It's not really necessary to segment by sector; you can simply have one pool of visas. The efficiency implications actually work better that way - a "shortage" of workers in a non-productive economic sector isn't really a shortage.

If you think an industry has non-economic benefits or positive externalities the correct response is to help them capture that directly, not futz with the labor market to give them an implicit subsidy.


I'm thinking not of industry, but of academia and research. It's not going to work to just give blanket subsidies (like say, 20k to all Postdoc researchers) - you need a system that allows in foreign researchers, and my point is it's hard to differentiate academic research from industry research. Also, everything discussed is "futzing" with the labor market - it's not like setting up a government run auction is some sort of pure free market.


I tend to agree that there is no need to control for sector.

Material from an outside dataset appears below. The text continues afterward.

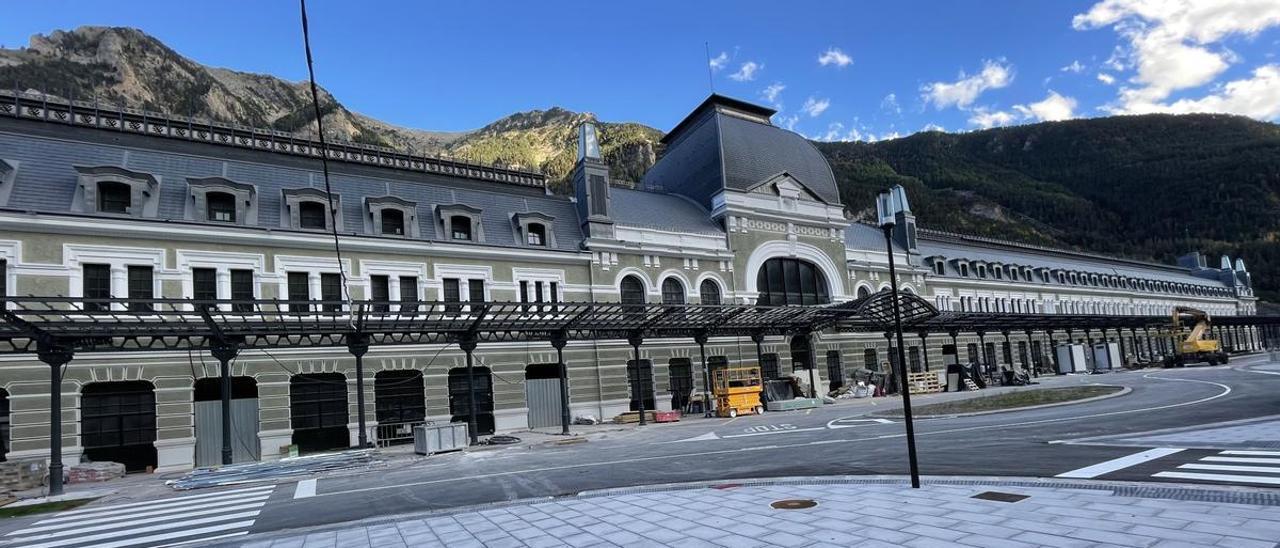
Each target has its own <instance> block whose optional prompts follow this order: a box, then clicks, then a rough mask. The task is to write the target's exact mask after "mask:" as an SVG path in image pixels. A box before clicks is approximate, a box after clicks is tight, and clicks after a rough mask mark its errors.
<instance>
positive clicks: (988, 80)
mask: <svg viewBox="0 0 1280 548" xmlns="http://www.w3.org/2000/svg"><path fill="white" fill-rule="evenodd" d="M1012 81H1014V68H1012V65H1010V64H1007V63H1004V61H992V60H987V61H983V65H982V72H979V73H977V74H973V76H966V74H965V73H964V72H961V73H960V77H959V79H956V81H955V82H932V83H927V85H924V86H922V87H920V91H922V92H923V97H924V101H925V102H932V104H933V106H934V108H937V109H940V110H941V109H943V108H947V106H957V108H960V109H966V108H969V105H973V101H977V100H978V96H979V95H982V93H983V92H984V91H987V90H997V88H1001V87H1005V86H1009V83H1010V82H1012Z"/></svg>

In fact, I'd say one reason that a "shortage" exists in certain fields (such as software development and especially science) is that the people capable of going into these fields have better options elsewhere. A lot of people are surprised to learn that in San Francisco (ground zero for the tech "labor shortage"), the median salary for application developers is only a whisker higher than for dental hygienists and considerably less than for registered nurses[1]. That's fine by me, but if H1Bs for nurses come in at a higher level than for software developers, why wouldn't we let in all the nurses in first, and the allocate the remaining spots to the software developers and dental hygienists? What's wrong with that?

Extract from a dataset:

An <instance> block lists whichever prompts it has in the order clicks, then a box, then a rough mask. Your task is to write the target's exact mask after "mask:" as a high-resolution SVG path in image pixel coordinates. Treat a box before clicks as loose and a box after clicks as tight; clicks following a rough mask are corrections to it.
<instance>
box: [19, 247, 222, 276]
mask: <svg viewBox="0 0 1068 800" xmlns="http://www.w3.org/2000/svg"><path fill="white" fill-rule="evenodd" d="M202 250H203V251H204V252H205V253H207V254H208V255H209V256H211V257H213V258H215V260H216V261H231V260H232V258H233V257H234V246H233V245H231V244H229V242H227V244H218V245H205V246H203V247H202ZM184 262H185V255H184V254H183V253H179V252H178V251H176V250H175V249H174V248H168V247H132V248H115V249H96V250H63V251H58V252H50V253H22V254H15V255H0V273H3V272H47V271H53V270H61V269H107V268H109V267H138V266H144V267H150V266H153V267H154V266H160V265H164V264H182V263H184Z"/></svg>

[1] http://money.usnews.com/careers/best-jobs/rankings/the-100-b..., drill down to salary details which will show salary by region. This is a roundup of BLS data. You can query that directly at the BLS site, with more than just the median. Interestingly, software developers do earn more than nurses at the 90%ile for both fields, but only by a small margin. At all lower percentiles, registered nurses out earn the equivalent percentile for software developers.

Every time I mention this, someone points out, reasonably enough, that nurses are hard working, smart, valuable people. I think they may be worried that I am implying that it is unfair that nurses make more than software developers. I assure you I have no problem whatsoever with higher salaries for nurses, I think they deserve them! I just see absolutely no reason to help corporations pay a lower value type of worker (software developer) the lower wages they deserve.

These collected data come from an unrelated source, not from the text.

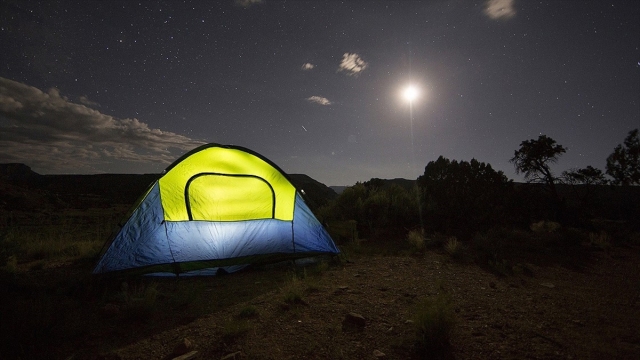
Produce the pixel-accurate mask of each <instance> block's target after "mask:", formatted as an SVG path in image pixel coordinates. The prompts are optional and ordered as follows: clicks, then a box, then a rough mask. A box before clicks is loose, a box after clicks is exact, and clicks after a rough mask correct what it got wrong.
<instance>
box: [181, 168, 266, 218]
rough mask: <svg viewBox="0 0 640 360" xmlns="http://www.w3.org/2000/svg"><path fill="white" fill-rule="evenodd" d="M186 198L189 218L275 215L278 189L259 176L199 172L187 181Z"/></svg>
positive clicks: (232, 217)
mask: <svg viewBox="0 0 640 360" xmlns="http://www.w3.org/2000/svg"><path fill="white" fill-rule="evenodd" d="M184 198H185V204H186V207H187V214H188V216H189V220H204V221H242V220H256V219H273V218H275V209H276V194H275V191H274V190H273V187H272V186H271V184H269V182H268V181H266V180H265V179H264V178H261V177H259V176H256V175H245V174H222V173H199V174H196V175H194V176H192V177H191V178H189V180H188V181H187V184H186V186H185V190H184Z"/></svg>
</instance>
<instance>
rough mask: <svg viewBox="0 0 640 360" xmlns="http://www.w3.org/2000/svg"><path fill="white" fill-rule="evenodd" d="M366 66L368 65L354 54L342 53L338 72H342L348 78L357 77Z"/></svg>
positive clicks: (356, 55) (363, 70) (348, 53)
mask: <svg viewBox="0 0 640 360" xmlns="http://www.w3.org/2000/svg"><path fill="white" fill-rule="evenodd" d="M368 65H369V64H367V63H366V62H365V61H364V60H362V58H361V57H360V55H358V54H356V53H353V54H351V53H344V55H342V61H341V62H340V66H339V67H338V71H344V72H346V73H347V75H350V76H352V75H359V74H360V73H361V72H362V71H364V69H366V68H367V66H368Z"/></svg>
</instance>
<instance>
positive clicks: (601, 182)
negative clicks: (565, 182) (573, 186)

There's also a data problem - anyone is allowed to call him or herself a software developer (or even engineer), whereas there are controls on who is allowed the title "registered nurse." Keep in mind, though, higher paid nurse specialists and physicians are not in those numbers either, nor are the lower salaries for nurse orderlies. So I do acknowledge the data is not as simple as I have presented it. What I do think this suggests is that trying to set up separate categories doesn't make much sense (imagine if you could set the H1B minimum pay for a radiologies by averaging it in with the nurse orderly category).

If H1Bs end up going to finance and health care, well, fine. That's a good sign that there isn't a shortage of high tech workers in the first place. If google and netflix want a visa for a $275k a year worker, they'll get one. If someone wants to pay someone $60k a year to update payroll information with .NET and SQL Server and the visas go to better paid nurses and financial analysts, how on earth is that a problem?